Why has this decision been made now?

Since 2014 the Schools Forum has provided the majority of funding for the day care nurseries. Given the level of Government cuts they have to cope with, they have decided that they will stop providing funding for the day nurseries from September 2018.  The three day care nurseries cost £1.66m per year, and when the schools stop their contribution in September this year, the council would have had to take up this extra cost.  This would mean finding the whole £1.66m from other council services to keep the day care nurseries open.

Why isn't there an option to keep at least one of the nurseries open and not close all of them?

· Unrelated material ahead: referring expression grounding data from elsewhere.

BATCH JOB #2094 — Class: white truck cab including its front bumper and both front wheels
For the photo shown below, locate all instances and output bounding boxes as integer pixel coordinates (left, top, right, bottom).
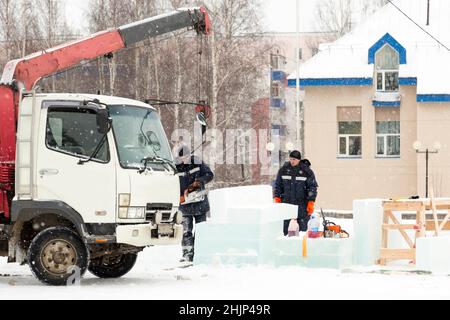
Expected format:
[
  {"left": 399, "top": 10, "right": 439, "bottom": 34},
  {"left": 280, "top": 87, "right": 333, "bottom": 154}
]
[{"left": 9, "top": 92, "right": 182, "bottom": 284}]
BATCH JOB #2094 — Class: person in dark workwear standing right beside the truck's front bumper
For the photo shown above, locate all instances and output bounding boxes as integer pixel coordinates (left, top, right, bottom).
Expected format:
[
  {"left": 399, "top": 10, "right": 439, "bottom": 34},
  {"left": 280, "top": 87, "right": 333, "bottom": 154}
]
[{"left": 176, "top": 144, "right": 214, "bottom": 262}]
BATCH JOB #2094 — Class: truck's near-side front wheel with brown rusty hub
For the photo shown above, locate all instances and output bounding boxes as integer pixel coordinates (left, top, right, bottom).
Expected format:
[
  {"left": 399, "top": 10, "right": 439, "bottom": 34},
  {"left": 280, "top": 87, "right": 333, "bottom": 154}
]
[{"left": 27, "top": 227, "right": 89, "bottom": 286}]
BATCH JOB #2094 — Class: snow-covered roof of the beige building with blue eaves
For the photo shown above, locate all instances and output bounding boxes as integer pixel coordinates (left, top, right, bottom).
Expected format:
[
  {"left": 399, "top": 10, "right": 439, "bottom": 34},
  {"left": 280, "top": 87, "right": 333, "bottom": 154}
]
[{"left": 288, "top": 0, "right": 450, "bottom": 95}]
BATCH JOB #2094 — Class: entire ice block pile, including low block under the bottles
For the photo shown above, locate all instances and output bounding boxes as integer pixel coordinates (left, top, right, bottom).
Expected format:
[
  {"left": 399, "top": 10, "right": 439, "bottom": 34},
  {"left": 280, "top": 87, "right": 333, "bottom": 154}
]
[{"left": 194, "top": 186, "right": 352, "bottom": 268}]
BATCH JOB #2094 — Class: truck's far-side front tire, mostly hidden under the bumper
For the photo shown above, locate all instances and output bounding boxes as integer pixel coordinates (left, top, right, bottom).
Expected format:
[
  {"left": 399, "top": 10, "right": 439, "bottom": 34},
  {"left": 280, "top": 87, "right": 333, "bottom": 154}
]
[{"left": 88, "top": 253, "right": 137, "bottom": 278}]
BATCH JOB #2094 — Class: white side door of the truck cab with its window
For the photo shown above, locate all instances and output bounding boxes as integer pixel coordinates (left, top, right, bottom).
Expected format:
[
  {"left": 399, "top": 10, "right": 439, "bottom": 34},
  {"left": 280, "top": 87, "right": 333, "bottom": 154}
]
[{"left": 36, "top": 102, "right": 116, "bottom": 223}]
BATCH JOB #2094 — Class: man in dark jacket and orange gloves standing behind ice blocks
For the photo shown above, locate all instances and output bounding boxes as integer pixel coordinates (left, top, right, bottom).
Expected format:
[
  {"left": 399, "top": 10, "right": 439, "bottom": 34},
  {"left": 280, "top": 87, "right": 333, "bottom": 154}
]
[{"left": 274, "top": 150, "right": 318, "bottom": 235}]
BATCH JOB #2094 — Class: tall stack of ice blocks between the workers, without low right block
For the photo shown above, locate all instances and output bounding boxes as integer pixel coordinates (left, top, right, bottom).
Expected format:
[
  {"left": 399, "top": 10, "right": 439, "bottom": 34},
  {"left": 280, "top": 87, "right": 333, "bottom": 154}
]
[{"left": 194, "top": 186, "right": 297, "bottom": 266}]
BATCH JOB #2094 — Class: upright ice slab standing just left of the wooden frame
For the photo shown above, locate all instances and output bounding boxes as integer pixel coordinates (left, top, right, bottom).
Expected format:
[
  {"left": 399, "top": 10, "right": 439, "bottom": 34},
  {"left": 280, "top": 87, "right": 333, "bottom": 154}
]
[{"left": 353, "top": 199, "right": 383, "bottom": 266}]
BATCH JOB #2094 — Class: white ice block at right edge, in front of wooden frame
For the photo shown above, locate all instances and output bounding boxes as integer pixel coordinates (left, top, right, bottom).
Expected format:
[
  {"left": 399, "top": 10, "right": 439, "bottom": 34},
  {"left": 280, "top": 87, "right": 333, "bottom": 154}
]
[{"left": 416, "top": 236, "right": 450, "bottom": 275}]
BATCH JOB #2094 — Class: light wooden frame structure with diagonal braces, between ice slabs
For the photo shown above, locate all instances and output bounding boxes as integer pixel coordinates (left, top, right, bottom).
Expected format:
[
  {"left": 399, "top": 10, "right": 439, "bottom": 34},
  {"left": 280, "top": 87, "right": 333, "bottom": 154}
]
[{"left": 378, "top": 198, "right": 450, "bottom": 265}]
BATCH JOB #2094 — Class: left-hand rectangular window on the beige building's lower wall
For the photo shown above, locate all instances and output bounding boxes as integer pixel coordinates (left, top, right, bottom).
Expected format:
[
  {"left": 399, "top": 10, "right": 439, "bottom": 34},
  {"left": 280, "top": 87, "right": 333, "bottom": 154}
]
[{"left": 338, "top": 107, "right": 362, "bottom": 158}]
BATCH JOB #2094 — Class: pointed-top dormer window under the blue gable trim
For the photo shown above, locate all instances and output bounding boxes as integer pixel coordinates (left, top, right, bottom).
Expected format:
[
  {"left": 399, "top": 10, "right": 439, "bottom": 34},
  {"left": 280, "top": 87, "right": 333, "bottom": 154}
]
[{"left": 375, "top": 44, "right": 400, "bottom": 92}]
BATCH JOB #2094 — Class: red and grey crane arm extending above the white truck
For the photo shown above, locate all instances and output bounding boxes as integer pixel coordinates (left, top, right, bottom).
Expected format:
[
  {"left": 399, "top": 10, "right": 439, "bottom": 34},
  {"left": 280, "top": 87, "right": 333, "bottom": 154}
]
[{"left": 0, "top": 7, "right": 211, "bottom": 90}]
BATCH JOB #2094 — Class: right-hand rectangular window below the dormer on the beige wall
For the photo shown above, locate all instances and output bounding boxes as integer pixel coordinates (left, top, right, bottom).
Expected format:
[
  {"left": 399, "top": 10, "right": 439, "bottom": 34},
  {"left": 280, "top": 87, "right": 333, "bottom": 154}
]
[{"left": 375, "top": 108, "right": 400, "bottom": 157}]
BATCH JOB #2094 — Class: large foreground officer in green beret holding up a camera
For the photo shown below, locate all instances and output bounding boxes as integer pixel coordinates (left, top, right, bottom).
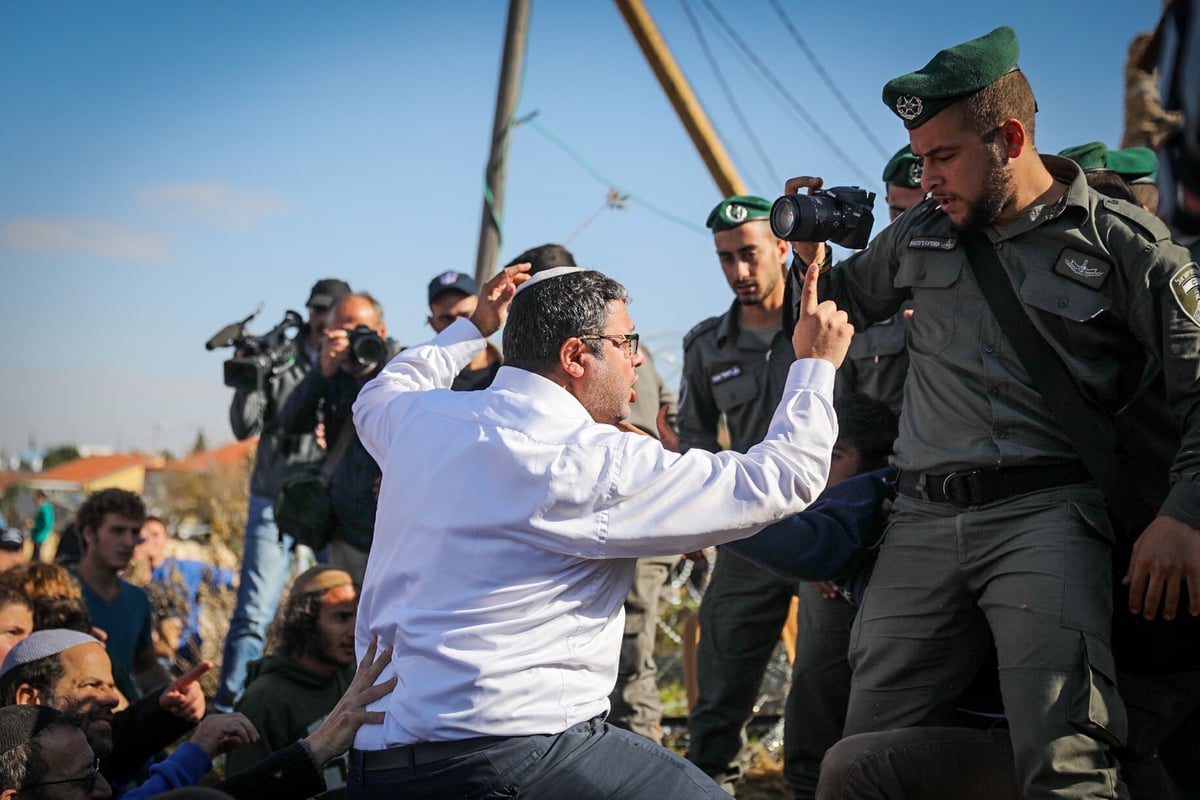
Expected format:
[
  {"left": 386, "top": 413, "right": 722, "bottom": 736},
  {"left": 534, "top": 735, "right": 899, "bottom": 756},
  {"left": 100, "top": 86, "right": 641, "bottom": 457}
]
[{"left": 787, "top": 28, "right": 1200, "bottom": 798}]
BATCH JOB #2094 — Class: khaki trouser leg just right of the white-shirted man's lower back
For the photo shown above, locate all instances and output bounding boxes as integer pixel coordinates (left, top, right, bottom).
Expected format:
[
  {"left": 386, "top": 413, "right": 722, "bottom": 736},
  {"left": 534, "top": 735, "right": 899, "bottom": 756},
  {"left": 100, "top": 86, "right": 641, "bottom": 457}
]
[{"left": 608, "top": 555, "right": 679, "bottom": 745}]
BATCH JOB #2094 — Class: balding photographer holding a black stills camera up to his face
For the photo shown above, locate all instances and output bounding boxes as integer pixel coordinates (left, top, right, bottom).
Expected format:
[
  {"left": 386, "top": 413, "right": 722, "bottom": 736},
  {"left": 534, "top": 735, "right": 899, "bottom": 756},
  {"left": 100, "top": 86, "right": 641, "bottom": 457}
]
[{"left": 280, "top": 293, "right": 401, "bottom": 585}]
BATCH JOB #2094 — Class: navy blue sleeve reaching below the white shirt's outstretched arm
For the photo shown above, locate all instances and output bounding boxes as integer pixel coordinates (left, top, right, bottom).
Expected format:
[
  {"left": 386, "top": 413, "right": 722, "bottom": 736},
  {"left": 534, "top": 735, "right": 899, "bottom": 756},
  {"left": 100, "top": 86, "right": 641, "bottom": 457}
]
[{"left": 722, "top": 468, "right": 895, "bottom": 581}]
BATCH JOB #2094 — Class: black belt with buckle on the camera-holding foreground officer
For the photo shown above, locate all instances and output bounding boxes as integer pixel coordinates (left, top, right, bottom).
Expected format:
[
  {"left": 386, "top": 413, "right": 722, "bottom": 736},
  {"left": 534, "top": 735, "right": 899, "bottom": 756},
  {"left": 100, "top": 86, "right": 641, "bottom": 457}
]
[{"left": 896, "top": 461, "right": 1094, "bottom": 509}]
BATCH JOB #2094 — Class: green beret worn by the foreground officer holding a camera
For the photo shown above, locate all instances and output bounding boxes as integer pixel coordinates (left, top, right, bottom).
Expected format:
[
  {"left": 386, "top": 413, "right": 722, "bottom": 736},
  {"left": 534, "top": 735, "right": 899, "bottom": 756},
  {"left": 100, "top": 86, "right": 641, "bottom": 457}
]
[{"left": 883, "top": 25, "right": 1020, "bottom": 131}]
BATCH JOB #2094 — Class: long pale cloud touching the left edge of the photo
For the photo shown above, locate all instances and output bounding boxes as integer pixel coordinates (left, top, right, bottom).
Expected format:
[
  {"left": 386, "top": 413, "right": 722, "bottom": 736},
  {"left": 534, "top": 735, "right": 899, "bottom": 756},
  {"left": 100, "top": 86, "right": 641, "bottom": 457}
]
[{"left": 0, "top": 216, "right": 169, "bottom": 263}]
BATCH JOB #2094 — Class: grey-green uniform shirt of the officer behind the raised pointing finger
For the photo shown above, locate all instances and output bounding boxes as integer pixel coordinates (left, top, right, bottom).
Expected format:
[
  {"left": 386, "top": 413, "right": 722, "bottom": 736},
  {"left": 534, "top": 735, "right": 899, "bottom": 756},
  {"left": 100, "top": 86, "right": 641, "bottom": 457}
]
[{"left": 678, "top": 301, "right": 796, "bottom": 452}]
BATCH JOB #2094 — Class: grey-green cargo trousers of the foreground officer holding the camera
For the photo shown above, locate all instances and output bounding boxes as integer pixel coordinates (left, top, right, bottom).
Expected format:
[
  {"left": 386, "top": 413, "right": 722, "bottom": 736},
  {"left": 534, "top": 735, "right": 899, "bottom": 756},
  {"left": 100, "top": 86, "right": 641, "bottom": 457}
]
[{"left": 846, "top": 486, "right": 1128, "bottom": 799}]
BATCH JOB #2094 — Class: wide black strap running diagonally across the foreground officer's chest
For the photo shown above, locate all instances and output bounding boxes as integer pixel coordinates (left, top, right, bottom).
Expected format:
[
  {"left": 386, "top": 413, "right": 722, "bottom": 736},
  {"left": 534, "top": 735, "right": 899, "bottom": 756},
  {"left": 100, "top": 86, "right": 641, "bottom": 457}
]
[{"left": 959, "top": 230, "right": 1154, "bottom": 536}]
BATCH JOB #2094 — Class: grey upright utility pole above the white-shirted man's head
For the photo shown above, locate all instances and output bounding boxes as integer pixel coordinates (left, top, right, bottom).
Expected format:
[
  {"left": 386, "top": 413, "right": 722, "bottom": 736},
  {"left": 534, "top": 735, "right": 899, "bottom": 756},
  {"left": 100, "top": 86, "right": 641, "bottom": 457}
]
[{"left": 475, "top": 0, "right": 532, "bottom": 285}]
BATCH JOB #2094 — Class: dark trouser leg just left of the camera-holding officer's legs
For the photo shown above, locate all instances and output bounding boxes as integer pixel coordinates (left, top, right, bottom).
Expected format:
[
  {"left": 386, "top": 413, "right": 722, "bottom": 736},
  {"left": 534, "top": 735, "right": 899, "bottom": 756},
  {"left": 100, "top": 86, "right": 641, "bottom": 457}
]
[{"left": 784, "top": 583, "right": 856, "bottom": 800}]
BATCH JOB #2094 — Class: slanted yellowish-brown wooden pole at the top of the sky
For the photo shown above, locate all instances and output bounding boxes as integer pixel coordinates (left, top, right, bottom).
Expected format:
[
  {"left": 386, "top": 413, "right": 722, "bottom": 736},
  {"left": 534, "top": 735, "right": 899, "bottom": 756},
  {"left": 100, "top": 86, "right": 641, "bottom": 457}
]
[{"left": 616, "top": 0, "right": 748, "bottom": 197}]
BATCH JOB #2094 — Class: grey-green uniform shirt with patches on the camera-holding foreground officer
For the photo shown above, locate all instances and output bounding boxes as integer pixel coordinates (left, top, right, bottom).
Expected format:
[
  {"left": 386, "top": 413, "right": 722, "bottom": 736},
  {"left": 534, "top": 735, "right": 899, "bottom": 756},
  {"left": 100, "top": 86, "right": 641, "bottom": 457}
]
[{"left": 820, "top": 156, "right": 1200, "bottom": 525}]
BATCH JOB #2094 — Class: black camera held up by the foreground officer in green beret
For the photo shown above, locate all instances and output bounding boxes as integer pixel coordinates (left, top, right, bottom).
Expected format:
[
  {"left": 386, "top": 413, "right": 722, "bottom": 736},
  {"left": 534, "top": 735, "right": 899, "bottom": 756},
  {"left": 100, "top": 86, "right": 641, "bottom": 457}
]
[{"left": 770, "top": 186, "right": 875, "bottom": 249}]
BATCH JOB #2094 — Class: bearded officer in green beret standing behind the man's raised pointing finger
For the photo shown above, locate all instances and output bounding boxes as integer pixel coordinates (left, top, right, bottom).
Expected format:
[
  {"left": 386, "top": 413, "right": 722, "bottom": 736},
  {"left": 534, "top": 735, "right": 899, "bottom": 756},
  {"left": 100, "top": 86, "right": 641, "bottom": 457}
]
[{"left": 678, "top": 197, "right": 796, "bottom": 790}]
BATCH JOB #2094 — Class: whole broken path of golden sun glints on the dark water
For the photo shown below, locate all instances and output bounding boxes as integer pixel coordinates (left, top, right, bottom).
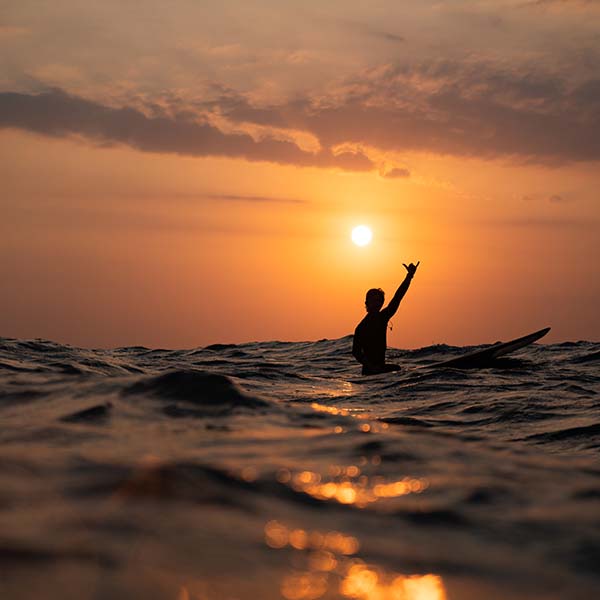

The fixed costs, including staffing, will remain disproportionately high.  Whether the Council operates, one, two or three day care nurseries directly, the funding and operating models preclude a balanced budget. Although the costs would be lower for one day care nursery, the council would still need to find additional money to provide a service for even fewer children, given that the schools forum is withdrawing its funding.

The childcare setting my child attends says I can't have childcare funding until my child is three. Is this right?

40 per cent of two year olds are eligible for early learning for two-year-olds funding nationally.  To find out if you are eligible or not, go to your local children’s centre or ring the Family Information Service on 0207 364 6495.

Here is a list of the Tower Hamlets children’s centres:

  • Around Poplar, 115 Three Colt St, E14 8AP
  • Chrisp Street, 23-27 Market Way, E14 6AH
  • Collingwood, Buckhurst St, E1 5QT
  • Isle of Dogs, Stebondale St, Isle of Dogs, E14 3BX
  • John Smith, 90 Stepney Way, E1 2EN
  • Marner, Devas St, E3 3LL
  • Meath Gardens, 1 Smart St, E2 0SN
  • Mile End, 9 Bede Square, E3 4GY
  • Mowlem, Wadeson St, E2 9DL
  • Ocean, White Horse Road, E1 0ND
  • Ocean at Shadwell, 418-422 Cable street, E1 0AF
  • Overland, ‎60 Parnell Road, E3 2RU
  • Overland at Olga, 25 Medway Road, E3 5DS
  • Wapping & Bigland, 15 Richard St, E1 2JP

It is up to each early education and care setting to decide whether or not to offer places for eligible two year olds.  The government requires settings offering these early learning places to be graded “good” or “outstanding” by Ofsted.  Check the most recent Ofsted gradings.

There is funding for children aged three but what about funding for babies, children birth to three?  As working parents we cannot access the funding for two-years olds.

The funding for two-year-olds is aimed at disadvantaged families and working parents may not be eligible.  It is still worth checking your eligibility at your local children’s centre or by contacting the Family Information Service, or you can find out more here: Free education and childcare for 2-year-olds .  Funding is determined by the government and there is no support for families prior to the two-year-old funding.  The Council has raised this issue at national level.

What if the government changes in two or three years' time and there is money available? Will you try to reopen these services? Why can't you keep them open and see what happens?

The current government may decide to extend the existing entitlements.  There is no possibility that funds for councils to directly run childcare will ever be provided.  The unexpected funding gap means that a solution must be found now.